With more than 520 abandoned uranium mines across the Navajo Nation awaiting cleanup, the U.S. Environmental Protection Agency entered into enforcement agreements and settlements valued at over $1.7 billion to reduce the highest risks of radiation exposure to the Navajo people from abandoned uranium mines. As a result, funds are available to begin the assessment and cleanup process at 230 of the 523 abandoned uranium mines.

A 10-year plan on how these funds will be used has been put in place by the Navajo EPA.

“It’s going to take a long time to clean up the uranium mines,” said Chris Shuey, co-investigator for the DiNEH Project and Navajo Birth Cohort Study at Southwest Research and Information Center. “There is only money for 40% of that. There’s no plan by the federal government to commit the kind of resources that it will take to solve this problem, and put people to work, and repair the land to heal the people.”

The Red Water Pond Road Community organization continues to fight for environmental justice and awareness.
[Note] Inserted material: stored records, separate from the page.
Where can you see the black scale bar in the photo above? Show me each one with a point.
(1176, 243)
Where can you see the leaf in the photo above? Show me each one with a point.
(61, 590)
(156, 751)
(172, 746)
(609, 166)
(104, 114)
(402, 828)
For the past two years the community and the Navajo Nation have been working to prevent the transfer and storage of uranium-contaminated soil from the Northeast Church Rock Mine Site to a proposed site located only 1 mile away. 

In April, the Nuclear Regulatory Commissioners traveled to the Red Water Pond Road Community and heard from residents who shared firsthand accounts of the traumatizing health and livelihood experiences caused by the mines. 
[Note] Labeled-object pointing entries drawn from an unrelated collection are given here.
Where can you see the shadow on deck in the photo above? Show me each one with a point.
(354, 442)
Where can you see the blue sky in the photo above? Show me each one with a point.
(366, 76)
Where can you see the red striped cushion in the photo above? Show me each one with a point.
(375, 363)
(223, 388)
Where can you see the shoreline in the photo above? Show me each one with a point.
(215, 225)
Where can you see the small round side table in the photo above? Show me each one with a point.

The transfer of the waste only a mile from the Navajo Nation has been a contentious issue for the community and the Navajo Nation. In 2021, President Jonathan Nez wrote a letter to the NRC opposing a waste dump so close to the Navajo Nation.

The dumping costs to transfer the waste down the road was about $44 million, according to participants in a local radio forum that year. That's millions of dollars less than the $293 million it would cost to transport it to the nearest off-reservation facility, which is why this nearby transfer was proposed. 

“That has always been what they wanted and not the community,” said Keyanna. “The community has always wanted off-site removal. And the reply has always been ‘it’s on your property.’ We were always told this is the feasible solution and we are fed up with feasible. We don’t have a solution, but it's not our job to find a solution. Why does the community have to figure out where it goes?”

Moving out of the community is not the solution and not an option for the 53 families who choose to stay in their homes. The cultural ties to the land is strong, residents say, even if the EPA has tried to erase that by saying the mines were there first and the people followed.

“There was a thing going around that the EPA was repeating, that somehow the mines were here first and the people just followed them,” said Shuey. “Folks out here could trace their lineage a hundred years from that.”

But the advocates were apparently successful, because the NRC sent a memo to its staff to hold off on issuing a final environmental impact statement and safety evaluation report, both of which are required to allow the EPA to transfer and store uranium-contaminated soil from the Northeast Church Rock Mine Site to the proposed site 1 mile away. 

“The delay allows the Navajo Nation to advocate for another alternative than taking the waste across the road,” said Valinda C. Shirley executive director of the Navajo Nation Environmental Protection Agency. “We are preparing to meet with our federal partners, such as the U.S. EPA and the U.S. DOE, to discuss other sites to dispose of the Northeast Church Rock Mine waste.”

As the federal government continues to delay the cleanup of these uranium mines, residents fear officials want to wait and hope the Navajo Nation and its people will forget the 40 years of uranium mining on the Navajo Nation and the largest radioactive spill. Keyanna and the Red Water Pond Road Community will continue their annual commemoration of the spill to remind everyone they haven’t forgotten and neither should the federal government. 

“In other locations this wouldn't be a problem at all,” said Keyanna. “The community members who decided they wouldn’t move away, in their minds they’ve lived their lives. They feel if they’re going to die here, then it's going to be for a reason. And a lot of the reason for our elders is that if they leave they’re going to continue the mine work again. We still continue to fight.”